But Smoke Signals threatened to change all that. The first major film written, directed and acted by Native Americans, Smoke Signals was both a critical and commercial success. Selected for the dramatic competition at Sundance and winner of the festival’s Audience Award, it was bought by Miramax and went on to bank $6.8 million at the box office on a budget of less than $2 million. More importantly, it offered Native Americans starved for positive and accurate depictions of themselves something they could watch and be proud of.
The film’s success appeared to be a harbinger of a new wave of Native filmmaking. What’s happened since? “Absolutely nothing,” according to Alexie.
7 comments:
No, The Business of Fancydancing wasn't a road-trip movie. Just because someone drives a car in it doesn't make it one.
Two road-trip movies (Powwow Highway and Smoke Signals) don't make a trend. Traditionally, a trend requires at least three instances.
Alexie and Eyre didn't stop making movies together because they ran out of ideas. They stopped because they had a falling out. As you would've known if you had read the article.
The article discusses why Native movies didn't take off after Smoke Signals. One answer is too many similar movies. But the similarities involve depressing rez lives, not uplifting road trips.
The so-called failures include The Business of Fancydancing and Skins. We could add The Other Conquest and Windtalkers. None of these involves a road trip.
I doubt you could come up with a single explanation for all four--unless people simply don't want to watch Native movies. But the success of such movies as Dances with Wolves, Pocahontas, and The Emperor's New Groove shows that isn't the case.
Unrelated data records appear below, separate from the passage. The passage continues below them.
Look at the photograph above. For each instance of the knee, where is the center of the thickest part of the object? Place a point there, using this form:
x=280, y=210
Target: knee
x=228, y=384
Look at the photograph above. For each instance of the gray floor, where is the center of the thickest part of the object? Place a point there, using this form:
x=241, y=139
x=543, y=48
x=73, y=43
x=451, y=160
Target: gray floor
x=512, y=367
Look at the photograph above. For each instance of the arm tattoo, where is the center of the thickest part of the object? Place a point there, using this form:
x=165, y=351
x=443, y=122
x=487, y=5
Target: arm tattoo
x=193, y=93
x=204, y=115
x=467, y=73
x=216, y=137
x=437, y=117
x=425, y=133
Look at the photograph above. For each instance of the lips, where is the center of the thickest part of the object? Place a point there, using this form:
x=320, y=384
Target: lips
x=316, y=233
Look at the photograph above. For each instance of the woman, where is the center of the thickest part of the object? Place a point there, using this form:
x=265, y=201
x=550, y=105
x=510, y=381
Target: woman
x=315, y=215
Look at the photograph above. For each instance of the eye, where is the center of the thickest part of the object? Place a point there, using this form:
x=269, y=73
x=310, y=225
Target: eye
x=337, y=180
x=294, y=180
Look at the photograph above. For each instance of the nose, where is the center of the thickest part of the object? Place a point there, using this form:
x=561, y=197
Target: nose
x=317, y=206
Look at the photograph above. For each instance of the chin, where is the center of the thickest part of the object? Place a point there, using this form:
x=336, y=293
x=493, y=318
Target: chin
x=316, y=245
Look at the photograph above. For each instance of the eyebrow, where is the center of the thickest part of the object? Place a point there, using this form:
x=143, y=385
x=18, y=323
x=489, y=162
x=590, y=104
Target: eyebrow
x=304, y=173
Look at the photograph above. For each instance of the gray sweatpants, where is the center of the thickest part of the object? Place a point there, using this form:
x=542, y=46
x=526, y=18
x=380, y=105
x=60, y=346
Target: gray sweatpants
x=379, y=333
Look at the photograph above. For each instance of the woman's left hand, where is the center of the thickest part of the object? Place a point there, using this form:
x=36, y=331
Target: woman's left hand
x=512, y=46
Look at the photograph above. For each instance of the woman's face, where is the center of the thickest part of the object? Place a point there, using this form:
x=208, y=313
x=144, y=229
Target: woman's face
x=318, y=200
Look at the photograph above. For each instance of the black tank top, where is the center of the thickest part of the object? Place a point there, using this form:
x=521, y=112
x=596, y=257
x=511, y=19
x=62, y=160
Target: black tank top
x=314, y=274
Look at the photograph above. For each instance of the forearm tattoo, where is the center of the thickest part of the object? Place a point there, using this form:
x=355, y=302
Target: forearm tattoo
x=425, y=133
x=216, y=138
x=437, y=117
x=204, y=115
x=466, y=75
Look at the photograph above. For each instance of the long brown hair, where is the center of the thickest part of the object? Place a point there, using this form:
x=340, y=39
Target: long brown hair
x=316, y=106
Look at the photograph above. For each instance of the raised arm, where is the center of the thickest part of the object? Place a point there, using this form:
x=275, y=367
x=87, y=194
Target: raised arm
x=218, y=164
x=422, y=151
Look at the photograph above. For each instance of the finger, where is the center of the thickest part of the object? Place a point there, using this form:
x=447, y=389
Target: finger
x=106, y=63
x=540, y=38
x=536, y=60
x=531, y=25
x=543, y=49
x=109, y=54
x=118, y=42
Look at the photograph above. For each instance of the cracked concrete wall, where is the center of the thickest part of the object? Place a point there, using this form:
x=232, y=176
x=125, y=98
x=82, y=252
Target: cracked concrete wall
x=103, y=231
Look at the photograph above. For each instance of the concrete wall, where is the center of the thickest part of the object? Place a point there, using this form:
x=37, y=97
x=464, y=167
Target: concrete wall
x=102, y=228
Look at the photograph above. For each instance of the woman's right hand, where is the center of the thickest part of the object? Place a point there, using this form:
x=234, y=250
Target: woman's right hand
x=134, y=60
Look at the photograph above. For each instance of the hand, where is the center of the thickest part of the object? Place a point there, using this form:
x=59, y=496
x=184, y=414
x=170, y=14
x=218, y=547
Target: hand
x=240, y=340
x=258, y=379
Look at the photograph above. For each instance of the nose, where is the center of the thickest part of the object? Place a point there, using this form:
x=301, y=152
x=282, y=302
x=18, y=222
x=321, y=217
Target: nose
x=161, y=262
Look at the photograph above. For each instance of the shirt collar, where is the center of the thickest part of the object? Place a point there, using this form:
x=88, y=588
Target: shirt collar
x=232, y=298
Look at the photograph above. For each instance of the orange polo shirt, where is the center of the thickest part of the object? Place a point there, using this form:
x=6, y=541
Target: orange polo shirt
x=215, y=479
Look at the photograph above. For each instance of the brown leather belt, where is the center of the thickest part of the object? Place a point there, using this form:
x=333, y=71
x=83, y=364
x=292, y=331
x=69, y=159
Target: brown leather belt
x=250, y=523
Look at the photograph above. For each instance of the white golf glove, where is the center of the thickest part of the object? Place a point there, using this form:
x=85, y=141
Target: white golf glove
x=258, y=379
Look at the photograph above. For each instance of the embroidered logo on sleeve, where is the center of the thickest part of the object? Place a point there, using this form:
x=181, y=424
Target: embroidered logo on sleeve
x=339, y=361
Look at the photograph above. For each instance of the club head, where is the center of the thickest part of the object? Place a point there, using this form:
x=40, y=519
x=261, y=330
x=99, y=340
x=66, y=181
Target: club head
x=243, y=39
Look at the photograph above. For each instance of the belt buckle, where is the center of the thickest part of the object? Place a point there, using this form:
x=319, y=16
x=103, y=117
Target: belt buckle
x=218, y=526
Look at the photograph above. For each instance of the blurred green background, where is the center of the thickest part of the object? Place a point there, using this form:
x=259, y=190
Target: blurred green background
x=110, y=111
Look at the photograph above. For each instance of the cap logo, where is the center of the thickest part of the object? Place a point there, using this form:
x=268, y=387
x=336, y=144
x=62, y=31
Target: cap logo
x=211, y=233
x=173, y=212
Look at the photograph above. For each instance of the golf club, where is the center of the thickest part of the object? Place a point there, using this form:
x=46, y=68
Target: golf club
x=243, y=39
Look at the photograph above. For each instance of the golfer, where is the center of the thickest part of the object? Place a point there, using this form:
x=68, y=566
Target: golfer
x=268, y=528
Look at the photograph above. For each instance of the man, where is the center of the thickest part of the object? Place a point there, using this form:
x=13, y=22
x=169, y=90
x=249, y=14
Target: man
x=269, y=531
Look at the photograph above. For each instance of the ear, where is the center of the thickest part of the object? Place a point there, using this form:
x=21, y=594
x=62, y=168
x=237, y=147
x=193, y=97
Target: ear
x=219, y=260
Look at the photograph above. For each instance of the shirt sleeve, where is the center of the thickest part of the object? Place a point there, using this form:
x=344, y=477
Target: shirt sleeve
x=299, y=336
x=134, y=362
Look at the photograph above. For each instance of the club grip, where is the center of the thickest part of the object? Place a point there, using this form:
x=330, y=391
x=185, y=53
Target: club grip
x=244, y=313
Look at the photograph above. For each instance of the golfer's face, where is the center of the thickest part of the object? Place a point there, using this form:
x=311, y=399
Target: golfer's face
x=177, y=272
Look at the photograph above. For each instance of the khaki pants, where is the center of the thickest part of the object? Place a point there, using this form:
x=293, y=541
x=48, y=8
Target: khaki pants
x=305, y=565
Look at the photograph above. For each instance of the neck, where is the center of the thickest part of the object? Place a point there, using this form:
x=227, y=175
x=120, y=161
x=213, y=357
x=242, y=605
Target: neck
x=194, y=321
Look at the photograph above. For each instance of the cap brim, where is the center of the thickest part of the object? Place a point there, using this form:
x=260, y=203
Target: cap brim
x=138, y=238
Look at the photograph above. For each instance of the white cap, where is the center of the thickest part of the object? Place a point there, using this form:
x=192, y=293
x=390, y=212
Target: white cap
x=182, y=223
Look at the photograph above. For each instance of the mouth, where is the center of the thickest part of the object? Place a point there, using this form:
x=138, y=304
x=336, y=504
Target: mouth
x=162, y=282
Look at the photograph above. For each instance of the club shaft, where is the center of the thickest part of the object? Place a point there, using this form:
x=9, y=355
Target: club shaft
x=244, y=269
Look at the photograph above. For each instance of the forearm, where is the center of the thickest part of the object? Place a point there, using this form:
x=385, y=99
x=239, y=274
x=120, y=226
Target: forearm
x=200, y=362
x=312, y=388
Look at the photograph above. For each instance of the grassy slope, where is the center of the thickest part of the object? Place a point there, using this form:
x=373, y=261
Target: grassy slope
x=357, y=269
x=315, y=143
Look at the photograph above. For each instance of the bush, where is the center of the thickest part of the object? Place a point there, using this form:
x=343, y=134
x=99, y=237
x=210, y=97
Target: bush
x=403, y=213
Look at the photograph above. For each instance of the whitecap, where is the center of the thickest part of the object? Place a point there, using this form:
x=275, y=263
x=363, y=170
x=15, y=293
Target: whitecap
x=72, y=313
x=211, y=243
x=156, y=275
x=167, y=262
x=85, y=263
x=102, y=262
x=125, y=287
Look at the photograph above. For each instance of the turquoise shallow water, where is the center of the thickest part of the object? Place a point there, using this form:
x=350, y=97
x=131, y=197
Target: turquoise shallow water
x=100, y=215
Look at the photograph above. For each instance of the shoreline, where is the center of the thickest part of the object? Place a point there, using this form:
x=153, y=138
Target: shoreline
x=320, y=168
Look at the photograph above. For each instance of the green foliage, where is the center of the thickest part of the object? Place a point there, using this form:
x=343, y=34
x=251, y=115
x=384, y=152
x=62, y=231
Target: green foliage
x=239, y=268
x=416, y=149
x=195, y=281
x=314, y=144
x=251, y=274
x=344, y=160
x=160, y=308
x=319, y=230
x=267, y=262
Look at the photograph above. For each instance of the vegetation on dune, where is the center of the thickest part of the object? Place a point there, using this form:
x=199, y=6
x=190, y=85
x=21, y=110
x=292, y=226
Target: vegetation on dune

The right Native movie will do as well as any other movie.
A road-trip movie usually involves two or more people traveling on the road for a significant portion of the movie. Simply traveling or driving a car isn't enough.
I was talking about box-office success, since that's the subject of this posting. In this particular case, critical success has nothing to do with it.
I think most people would say Smoke Signals, The Business of Fancydancing, Skins, and The Other Conquest were critical successes. But as we know, critical success doesn't translate to box-office success.
I'd say Dances with Wolves, Pocahontas, and The Emperor's New Groove were pretty good Native-themed movies. I noted their flaws and stereotypes but enjoyed them for what they were.
Writerfella here --
Perhaps, to you, but for Natives, a 'road trip' is any kind of venture outside of their 'Rez' existences. Or did you miss that particular point? The rest of American culture is alien to them, though we all now speak that alien language. So, leaving the 'Rez' MUST be a 'road trip' if only because America has become an alien planet to Natives, or as it has been said, they have become 'strangers in their own land'...
All Best
Russ Bates
'writerfella'
This is your invention, not a standard definition. When you find any other Natives who define a road-trip movie this way, go ahead and quote them.
Writerfella here --
Sorry for your case, Rob, but writerfella did not invent modern Native American reality. He simply has had to live within it and make of it something that became his own, which he has done quite to some success. It is a reality which you cannot fathom ever at all. That you yourself are striving to define such a reality only means that you are a part of the problem and not in any way a part of the solution, if there is one. Else, what you are pursuing would have made things better, if at all. AIM also thought they were doing things for the better, but the only things that got better were for them alone...
All Best
Russ Bates
'writerfella'
You invented your nonsensical definition of "road trip." Presumably that's because you don't know the actual definition, as you've demonstrated.
As usual, you can't or won't document your made-up definition. You're the only one defining the "Native reality" here--defining it for other Natives because you think you know better than they do.
If John Fusco can fathom the "Native reality," so can any white writer. Readers can judge for themselves whether I've done it or not.
As I told you before, if I'm wasting my time posting blog entries, you're wasting your time responding to them. In other words, you're exactly as effective or ineffective as I am.
I personally was waiting for more films with a true Native Perspective, I'd have been willing to watch another good "road picture" if one had been written. Heck, Y Tu Mama Tambien is a road picture. To say all pictures of a certain type are identical is to say that there is no such thing as genre. How many coming of age films can the world stand? Obviously if they are about you white kids as many as Hollywood screenwriters can crank out. Joy Luck Club was supposed to usher in a era of Chinese American films, either that or Better Luck Tomorrow, didn't see that renaissance either. Blacks film that break stereotypes linger in development hell, so I believe Alexie's statement has much merit. Anyone who has any knowledge of film history certainly wouldn't completely dismiss it.